DeepSeek-R1 MLA architecture: a new breakthrough in big model migration

Author: LoRA Time: 07 Mar 2025 977

In the field of artificial intelligence, the launch of DeepSeek-R1 has attracted widespread attention, and this innovation represents a disruptive progress in the AI ​​industry. Its Multi-head Latent Attention (MLA) architecture significantly reduces the cost of training and inference with the help of low-rank compression technology, even only one-tenth of the same performance large models. This result was jointly accomplished by Ji Tao, a postdoctoral fellow at the NLP Laboratory of Fudan University and his team. The goal is to enable arbitrary pre-trained large language models to quickly migrate to the MLA architecture without the need to train again from scratch.

Currently, mainstream big models are generally based on standard multi-head attention mechanisms (MHA) and their variants, which have significant disadvantages in inference costs compared to MLA. Therefore, the research team proposed the MHA2MLA framework, aiming to successfully realize the migration of the MHA/GQA architecture to MLA through two key steps - part of the RoPE retention and key-value joint representing low-rank approximation.

image.png

During the implementation of MHA2MLA, the team first separated the location encoding from the large dimension through partial RoPE fine-tuning strategies, retaining a small number of dimensions related to the location, and resolving the conflict between MLA and RoPE. Next, a low-rank approximation of key-value vectors is performed by singular value decomposition (SVD) technique to maximize pre-training knowledge while significantly reducing cache space. Experimental results show that only fine-tuning is required to use 0.3% to 0.6% of the pretrained data to basically restore performance losses during migration.

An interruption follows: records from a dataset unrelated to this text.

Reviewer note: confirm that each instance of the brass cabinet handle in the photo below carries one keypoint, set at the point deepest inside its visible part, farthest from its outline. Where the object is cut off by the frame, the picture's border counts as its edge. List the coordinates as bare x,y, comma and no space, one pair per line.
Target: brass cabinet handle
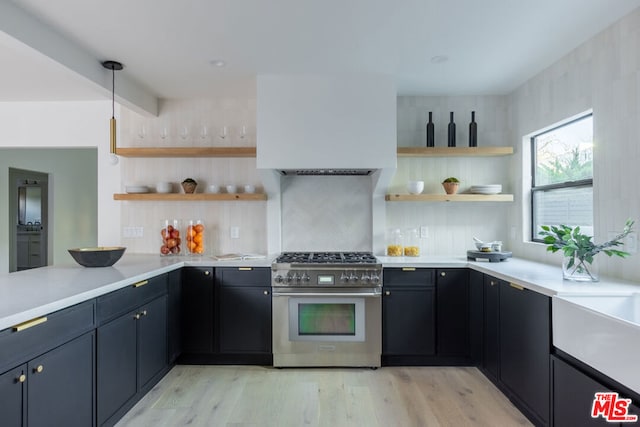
29,324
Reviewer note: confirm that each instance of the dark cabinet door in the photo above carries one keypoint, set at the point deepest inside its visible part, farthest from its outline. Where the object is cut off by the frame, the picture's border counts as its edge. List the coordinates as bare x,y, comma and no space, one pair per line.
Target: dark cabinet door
245,319
12,399
116,364
452,295
174,315
525,341
491,328
152,339
197,310
408,321
573,394
61,387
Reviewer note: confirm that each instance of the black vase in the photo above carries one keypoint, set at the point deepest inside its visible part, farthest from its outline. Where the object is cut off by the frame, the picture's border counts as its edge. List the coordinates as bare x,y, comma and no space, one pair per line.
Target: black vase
451,140
430,138
473,131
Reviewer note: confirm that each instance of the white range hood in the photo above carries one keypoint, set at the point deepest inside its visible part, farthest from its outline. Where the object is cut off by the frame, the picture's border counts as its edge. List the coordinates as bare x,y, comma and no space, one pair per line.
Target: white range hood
342,125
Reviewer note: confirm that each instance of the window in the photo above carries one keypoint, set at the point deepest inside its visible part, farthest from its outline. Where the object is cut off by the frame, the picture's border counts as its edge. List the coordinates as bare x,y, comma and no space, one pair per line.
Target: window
562,176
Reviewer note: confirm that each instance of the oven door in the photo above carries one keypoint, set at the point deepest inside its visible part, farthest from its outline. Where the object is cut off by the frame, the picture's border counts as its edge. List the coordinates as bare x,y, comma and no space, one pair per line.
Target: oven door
327,327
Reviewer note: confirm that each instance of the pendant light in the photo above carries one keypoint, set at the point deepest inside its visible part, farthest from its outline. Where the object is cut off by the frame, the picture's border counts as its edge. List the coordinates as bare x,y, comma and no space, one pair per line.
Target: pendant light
113,66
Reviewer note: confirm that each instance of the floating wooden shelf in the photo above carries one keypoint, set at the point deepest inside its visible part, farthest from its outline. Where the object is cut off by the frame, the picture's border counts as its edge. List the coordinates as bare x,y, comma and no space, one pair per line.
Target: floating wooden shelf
449,197
454,151
173,152
191,197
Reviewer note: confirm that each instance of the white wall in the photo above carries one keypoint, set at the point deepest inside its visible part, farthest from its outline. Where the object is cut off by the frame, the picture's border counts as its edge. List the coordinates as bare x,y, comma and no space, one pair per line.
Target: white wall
602,74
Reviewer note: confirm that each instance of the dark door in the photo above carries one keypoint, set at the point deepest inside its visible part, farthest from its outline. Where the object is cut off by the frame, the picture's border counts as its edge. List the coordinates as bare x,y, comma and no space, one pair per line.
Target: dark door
491,341
116,364
452,294
152,339
408,321
12,402
60,387
245,319
197,310
525,341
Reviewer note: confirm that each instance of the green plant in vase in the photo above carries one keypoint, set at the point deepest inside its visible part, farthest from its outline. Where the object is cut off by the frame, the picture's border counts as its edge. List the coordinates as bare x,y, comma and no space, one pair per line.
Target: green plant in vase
579,249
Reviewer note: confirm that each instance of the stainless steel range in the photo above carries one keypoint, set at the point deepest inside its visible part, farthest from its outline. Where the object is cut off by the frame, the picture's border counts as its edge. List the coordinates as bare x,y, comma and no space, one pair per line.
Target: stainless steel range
327,309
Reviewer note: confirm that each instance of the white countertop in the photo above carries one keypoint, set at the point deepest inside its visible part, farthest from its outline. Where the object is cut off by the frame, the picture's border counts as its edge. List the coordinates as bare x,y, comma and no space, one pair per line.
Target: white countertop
28,294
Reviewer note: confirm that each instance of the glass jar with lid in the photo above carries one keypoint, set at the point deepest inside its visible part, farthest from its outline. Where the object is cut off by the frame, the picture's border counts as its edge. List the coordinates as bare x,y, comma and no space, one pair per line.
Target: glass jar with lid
395,242
412,242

After being combined with other efficient inference techniques, such as 4-bit KV cache quantization, the KV cache of the Llama2-7B model has decreased by 92.19% while the performance loss is only 0.5%. This result demonstrates the superior compatibility of the MHA2MLA framework in compression technology, while maintaining the model's inference ability and long context processing ability, providing a new feasible path for deploying resource-efficient large language models.

However, the research team also pointed out that the experiment is limited by hardware conditions and has not yet covered models such as Llama3 that require 128K long context fine-tuning. Future research will focus on expanding to more model architectures, and combining efficient parameter fine-tuning strategies to further reduce the scale of parameter updates during the migration process.